Arabic Name : Farfaheen, Farfeez, Baqla Hamqaa,
Bengali Name : Baraloniya, Badnuni, Barnunia
English Name : Common Indian Parselane, Garden Purslane,
French Name : Poupier Commun
German Name : Portulak, Burzelkraut, Bürzelkohl, Gelber Portulak
Gujarati Name : Luni, Loni, Moti Luni
Hindi Name : Khursa, Kulfa, Badi Lona
Kannada Name : Dudagorai, Doddagoni Soppu, Lonika
Kashmiri Name : Nuner
Latin name : Portulaca oleracea Linn.
Marathi Name : Kurfah, Ghol
Persian Name : Khurfa
Punjabi Name : Lonak, Chhotalunia, Khurfa
Sanskrit Name : Loni, Lonika, Kozuppa
Urdu Name : Khurfa
Description : The seeds are anthelmintic, antibiotic, antidiarrhoeal, slightly astringent, demulcent, depurative, diuretic, febrifuge, tonic and vermifuge. Used in diseases of the kidney and bladder, as strangury, dysuria, haematuria, gonorrhoea, etc., and of the lungs such as haematemesis, haemoptysis, etc.
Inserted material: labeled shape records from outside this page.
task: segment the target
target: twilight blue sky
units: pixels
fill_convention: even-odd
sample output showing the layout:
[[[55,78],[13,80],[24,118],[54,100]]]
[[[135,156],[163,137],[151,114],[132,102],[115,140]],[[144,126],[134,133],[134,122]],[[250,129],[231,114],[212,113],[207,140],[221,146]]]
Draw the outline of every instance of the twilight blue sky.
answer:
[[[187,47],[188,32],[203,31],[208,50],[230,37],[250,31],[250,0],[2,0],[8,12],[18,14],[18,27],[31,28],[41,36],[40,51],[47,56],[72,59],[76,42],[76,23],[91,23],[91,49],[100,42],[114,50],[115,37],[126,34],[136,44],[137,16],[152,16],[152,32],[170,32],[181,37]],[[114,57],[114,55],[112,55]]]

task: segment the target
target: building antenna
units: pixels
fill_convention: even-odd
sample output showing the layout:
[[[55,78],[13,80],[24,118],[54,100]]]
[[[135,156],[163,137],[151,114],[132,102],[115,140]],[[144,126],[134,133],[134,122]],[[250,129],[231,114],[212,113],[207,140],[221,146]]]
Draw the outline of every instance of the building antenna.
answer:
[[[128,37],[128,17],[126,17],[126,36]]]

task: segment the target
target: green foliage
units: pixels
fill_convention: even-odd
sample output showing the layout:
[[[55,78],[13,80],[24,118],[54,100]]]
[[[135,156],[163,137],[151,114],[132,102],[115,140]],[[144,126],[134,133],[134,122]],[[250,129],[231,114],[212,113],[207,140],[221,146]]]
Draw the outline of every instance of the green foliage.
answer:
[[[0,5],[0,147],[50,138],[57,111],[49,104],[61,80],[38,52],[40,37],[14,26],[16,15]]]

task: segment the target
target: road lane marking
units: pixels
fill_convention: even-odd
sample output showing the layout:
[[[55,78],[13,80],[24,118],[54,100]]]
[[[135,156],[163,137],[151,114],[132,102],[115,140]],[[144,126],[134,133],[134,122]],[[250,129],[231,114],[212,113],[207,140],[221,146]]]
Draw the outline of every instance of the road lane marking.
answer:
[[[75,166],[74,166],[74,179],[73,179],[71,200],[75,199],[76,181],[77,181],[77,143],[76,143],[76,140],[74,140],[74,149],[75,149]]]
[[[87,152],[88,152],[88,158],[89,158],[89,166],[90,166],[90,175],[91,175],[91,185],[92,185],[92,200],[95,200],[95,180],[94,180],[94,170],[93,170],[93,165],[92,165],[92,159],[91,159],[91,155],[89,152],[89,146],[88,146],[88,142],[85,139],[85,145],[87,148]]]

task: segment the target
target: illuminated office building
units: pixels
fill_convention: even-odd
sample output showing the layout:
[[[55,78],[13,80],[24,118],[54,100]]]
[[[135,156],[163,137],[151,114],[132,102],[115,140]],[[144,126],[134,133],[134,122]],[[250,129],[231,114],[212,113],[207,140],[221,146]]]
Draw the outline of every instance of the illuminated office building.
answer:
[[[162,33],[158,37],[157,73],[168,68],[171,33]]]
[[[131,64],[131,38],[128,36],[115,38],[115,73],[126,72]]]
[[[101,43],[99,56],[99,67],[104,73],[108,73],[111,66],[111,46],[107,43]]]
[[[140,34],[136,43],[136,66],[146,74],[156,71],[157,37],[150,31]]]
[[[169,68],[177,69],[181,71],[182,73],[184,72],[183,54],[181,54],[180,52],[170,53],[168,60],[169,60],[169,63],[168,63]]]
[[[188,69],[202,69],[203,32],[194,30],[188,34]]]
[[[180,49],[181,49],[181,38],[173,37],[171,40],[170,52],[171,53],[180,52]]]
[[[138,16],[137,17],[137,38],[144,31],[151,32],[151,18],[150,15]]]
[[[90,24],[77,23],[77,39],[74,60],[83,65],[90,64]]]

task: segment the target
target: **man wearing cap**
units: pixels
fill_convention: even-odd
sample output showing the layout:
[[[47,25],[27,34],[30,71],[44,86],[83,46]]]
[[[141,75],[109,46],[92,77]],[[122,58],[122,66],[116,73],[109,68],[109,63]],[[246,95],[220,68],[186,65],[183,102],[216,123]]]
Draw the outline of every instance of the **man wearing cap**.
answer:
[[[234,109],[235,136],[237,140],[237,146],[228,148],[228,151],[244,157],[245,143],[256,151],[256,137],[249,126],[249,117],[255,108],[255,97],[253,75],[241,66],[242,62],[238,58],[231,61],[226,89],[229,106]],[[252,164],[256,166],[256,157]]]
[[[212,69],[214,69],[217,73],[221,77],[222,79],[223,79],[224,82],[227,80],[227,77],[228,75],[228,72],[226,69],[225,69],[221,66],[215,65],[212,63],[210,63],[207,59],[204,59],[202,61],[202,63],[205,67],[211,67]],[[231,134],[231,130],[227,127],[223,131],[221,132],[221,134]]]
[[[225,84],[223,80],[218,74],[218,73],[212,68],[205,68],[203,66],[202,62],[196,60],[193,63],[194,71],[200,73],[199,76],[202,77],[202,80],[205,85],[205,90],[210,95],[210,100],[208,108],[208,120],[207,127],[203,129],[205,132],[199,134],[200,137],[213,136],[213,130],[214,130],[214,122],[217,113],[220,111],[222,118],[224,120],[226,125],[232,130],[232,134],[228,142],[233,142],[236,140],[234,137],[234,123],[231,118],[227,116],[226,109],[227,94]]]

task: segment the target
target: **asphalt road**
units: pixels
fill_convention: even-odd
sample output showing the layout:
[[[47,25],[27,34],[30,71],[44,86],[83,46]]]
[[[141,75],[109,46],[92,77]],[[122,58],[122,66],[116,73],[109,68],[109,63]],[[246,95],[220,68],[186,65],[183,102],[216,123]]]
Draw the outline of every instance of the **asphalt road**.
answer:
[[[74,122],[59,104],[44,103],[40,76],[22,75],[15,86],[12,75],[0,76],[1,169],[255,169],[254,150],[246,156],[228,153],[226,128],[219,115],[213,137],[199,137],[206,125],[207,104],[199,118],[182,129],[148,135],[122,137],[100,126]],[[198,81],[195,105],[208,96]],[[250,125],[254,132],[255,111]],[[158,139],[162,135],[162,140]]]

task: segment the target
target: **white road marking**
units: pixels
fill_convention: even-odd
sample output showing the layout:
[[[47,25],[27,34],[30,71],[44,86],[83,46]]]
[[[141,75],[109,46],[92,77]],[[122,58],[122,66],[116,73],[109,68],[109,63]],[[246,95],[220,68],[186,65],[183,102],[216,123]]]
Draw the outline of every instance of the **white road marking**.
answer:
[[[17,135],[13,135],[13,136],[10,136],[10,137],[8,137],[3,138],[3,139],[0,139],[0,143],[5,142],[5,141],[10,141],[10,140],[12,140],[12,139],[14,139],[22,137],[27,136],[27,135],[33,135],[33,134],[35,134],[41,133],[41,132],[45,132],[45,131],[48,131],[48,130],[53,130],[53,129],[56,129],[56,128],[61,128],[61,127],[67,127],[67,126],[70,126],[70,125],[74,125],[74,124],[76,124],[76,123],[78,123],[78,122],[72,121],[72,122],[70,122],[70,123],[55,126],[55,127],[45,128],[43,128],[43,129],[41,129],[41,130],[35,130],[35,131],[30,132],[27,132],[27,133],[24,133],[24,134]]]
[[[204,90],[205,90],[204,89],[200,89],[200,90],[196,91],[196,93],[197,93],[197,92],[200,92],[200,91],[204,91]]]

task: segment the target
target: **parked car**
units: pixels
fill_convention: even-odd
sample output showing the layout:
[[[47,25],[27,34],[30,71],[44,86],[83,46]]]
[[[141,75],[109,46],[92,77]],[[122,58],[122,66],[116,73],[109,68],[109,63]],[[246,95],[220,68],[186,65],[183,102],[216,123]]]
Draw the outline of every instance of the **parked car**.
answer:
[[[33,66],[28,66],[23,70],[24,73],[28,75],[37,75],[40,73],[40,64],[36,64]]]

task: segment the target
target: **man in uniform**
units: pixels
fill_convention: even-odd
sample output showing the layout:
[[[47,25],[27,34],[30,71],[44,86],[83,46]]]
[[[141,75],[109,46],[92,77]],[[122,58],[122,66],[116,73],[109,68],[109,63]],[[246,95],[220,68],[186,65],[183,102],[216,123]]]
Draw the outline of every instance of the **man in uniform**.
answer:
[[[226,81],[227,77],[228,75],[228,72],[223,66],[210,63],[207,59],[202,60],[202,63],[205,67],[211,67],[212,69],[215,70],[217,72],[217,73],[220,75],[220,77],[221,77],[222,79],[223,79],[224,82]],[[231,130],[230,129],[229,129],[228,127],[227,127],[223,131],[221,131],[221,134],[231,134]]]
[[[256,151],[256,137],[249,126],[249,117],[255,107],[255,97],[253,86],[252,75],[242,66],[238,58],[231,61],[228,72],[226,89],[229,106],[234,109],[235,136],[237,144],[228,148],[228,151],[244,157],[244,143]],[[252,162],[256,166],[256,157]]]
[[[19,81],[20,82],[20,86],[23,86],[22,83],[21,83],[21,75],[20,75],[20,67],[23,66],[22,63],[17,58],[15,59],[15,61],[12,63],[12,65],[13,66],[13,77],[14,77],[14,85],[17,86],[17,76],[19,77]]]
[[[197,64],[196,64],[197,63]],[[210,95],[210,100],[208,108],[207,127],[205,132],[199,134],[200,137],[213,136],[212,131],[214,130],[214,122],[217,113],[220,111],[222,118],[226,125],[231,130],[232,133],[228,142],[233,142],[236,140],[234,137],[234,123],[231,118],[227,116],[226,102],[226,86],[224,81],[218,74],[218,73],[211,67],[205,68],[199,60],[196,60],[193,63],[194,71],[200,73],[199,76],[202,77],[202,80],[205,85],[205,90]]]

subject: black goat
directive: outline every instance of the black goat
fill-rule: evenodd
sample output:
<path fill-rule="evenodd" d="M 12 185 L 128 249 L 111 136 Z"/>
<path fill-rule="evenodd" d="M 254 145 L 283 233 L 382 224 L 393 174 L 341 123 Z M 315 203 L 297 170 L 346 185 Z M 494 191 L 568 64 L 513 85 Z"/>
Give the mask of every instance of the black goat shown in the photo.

Also useful in dry coughs and whooping cough.
The leaves are a rich source of omega-3 fatty acids – substances more commonly found in fish oils, which is thought to be important in preventing heart attacks and strengthening the immune system. Purslane is antiinflammatory, improves blood circulation and prevents clotting in the arteries. The benefits of omega-3 fatty acids in the treatment of inflammation and autoimmune disease, including coronary heart disease, were outlined in a paper published in the Journal of the American College of Nutrition in 2002. The herb is prescribed for internal use to prevent cardiovascular problems.
The plants high concentrations of antioxidants means that it protects against cancer-causing and degenerative free radical damage – thus also slowing some of the effects of aging. In addition, it may help to regulate blood cholesterol levels.
Recommended Dosage : 3 to 6 g powder of dried whole plant.
Contraindication : This herb is not recommended during pregnancy. Individuals with a history of kidney stones should use Purslane with caution.